1st Party president of Partido Federal ng Pilipinas
- In office 2018–2018
- Preceded by: position established
- Succeeded by: John Castriciones

Personal details
- Born: Jesus Villanueva Hinlo April 20, 1971 (age 55) Bacolod, Negros Occidental, Philippines
- Party: PDP (2024–present)
- Other political affiliations: Independent (2020–2024) PFP (2018–2020) Partido Pag Bag-o (2009–2010)
- Alma mater: University of Negros Occidental – Recoletos; University of Santo Tomas;
- Occupation: Public servant
- Profession: Lawyer

= Jayvee Hinlo =

Filipino lawyer and politician

Jesus "Jayvee" Villanueva Hinlo, Jr. (born April 20, 1971) is a Filipino lawyer and politician who formerly served as Commissioner of the Presidential Anti-Corruption Commission in 2022 under the latter years of Rodrigo Duterte's presidency.

== Legal practice and offices held ==
In 2005, Hinlo who worked for Amado Parreño Law Office from 2005 to 2008. After he left Amado Parreño, he established his own law office as a trial lawyer.

Hinlo had served as an undersecretary of the Department of the Interior and Local Government (DILG) from 2016 to 2017. He was appointed as Director of the Land Bank of the Philippines from 2017. In January 2022, he was appointed by President Duterte as one of the commissioners of the Presidential Anti-Corruption Commission (PACC).

He is also serves as the national president of the Philippine Development Movement.
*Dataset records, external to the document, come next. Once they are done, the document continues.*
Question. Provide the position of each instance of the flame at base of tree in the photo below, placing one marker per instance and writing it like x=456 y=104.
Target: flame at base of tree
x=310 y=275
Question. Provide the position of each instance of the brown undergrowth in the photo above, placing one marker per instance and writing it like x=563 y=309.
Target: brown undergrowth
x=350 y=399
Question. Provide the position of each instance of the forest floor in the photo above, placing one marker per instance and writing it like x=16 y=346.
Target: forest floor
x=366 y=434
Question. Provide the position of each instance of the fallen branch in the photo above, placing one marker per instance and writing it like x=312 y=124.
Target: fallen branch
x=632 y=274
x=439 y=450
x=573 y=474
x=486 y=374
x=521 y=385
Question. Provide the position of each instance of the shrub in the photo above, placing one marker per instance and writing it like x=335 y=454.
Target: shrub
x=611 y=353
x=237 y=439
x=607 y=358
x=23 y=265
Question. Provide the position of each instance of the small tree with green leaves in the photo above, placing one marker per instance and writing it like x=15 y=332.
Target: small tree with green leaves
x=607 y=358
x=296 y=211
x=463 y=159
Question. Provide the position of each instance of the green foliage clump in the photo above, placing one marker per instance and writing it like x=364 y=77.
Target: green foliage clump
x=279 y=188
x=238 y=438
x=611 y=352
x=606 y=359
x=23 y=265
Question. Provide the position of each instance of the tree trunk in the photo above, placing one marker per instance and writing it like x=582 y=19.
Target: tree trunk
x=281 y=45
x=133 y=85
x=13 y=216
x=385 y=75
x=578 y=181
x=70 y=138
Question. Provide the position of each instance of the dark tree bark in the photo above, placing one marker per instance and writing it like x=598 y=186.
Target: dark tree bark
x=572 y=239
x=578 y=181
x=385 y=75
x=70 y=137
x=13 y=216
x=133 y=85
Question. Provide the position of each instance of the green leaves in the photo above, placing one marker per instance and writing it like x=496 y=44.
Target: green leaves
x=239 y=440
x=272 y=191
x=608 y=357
He is also the founding president of Partido Federal ng Pilipinas.

== Political career ==
He attempted to ran for councilor of Bacolod in the 2010 local elections but lost.

In 2024, Hinlo was elected by Duterte's Partido Demokratiko Pilipino as its Deputy Secretary General for Visayas. He was tapped as one of the party's senatorial candidates for the 2025 Senate election. While campaigning, there are some instances that he led a rally in his hometown in Bacolod. However, he lost, placing 26th in the official results.

== Personal life ==
He is married to Diane Jane Villanueva.